Ultimately they see the ranks of the uninsured shrinking by 13 million in a single year, costs coming in lower than expected, and, while they don't comment on quality, through other indicators we've seen hospital quality conspicuously increasing in recent years. Who knew?
The CBO's annual budget outlook came out and it's got some pretty good news in it.
Premiums are cheaper than they expected when determining the cost of the law This became obvious last year when the actual premiums were first released but, to their credit, the CBO copped to it in their first projection post-premiums being announced. As they say: "CBO and JCT lowered their estimate of average premiums for insurance coverage through exchanges in 2014 by about 15 percent on the basis of a preliminary analysis of plans offered through exchanges." Similarly, projections of federal subsidies per subsidized enrollee dropped by about 11% as costs turned out to be lower than expected.
The net cost of the law this year fallen by $8 billion or more than 16%.
The "bailout" will net the government $8 billion. Apparently conservatives found out recently the law has risk corridors through the end of 2016 and turned it into a major cause. Except, according to the CBO, what once was going to break even is now going to net the government a few billion dollars: "CBO now projects that, over the 2015-2017 period, risk corridor payments from the federal government to health insurers will total $8 billion and that the corresponding collections from insurers will amount to $16 billion, yielding net savings for the federal government of $8 billion. By contrast, in its baseline projections in May 2013, the agency estimated that payments and collections for risk corridors would roughly offset one another."
Medicare spending growth just keeps slowing down. Projected Medicare spending over the 2013-23 period is now $116 billion lower than the CBO projected last spring.

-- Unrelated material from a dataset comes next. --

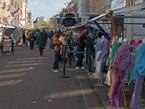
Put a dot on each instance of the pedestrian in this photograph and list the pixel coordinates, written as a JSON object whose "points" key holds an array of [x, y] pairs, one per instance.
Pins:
{"points": [[91, 53], [41, 42], [32, 40], [24, 38], [81, 44], [57, 48]]}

As they put it, "the slowdown in Medicare cost growth during the past several years has been sufficiently broad and persistent to lead CBO to project that [Medicare cost] growth will be slower than usual for some years to come."
And if you want to compare to a window covered by the last pre-ACA projection of Medicare spending, back in January 2010, you can compare projections for the 2013-2020 period (an 8 year period, which is smaller than the usual 10-year CBO budget window) then and today: Medicare is now projected to be a whopping $1.093 trillion cheaper over that truncated window than pre-ACA estimates suggested. With the savings, the ACA was supposed to do a little better than breaking even--turns out it's doing a lot better than just breaking even.
The part-timer myth is just that. CBO has seen "no compelling evidence that part-time employment has increased as a result of the ACA." Turns out anecdotes don't translate into data.
Ultimately they see the ranks of the uninsured shrinking by 13 million in a single year, costs coming in lower than expected, and, while they don't comment on quality, through other indicators we've seen hospital quality conspicuously increasing in recent years. Who knew?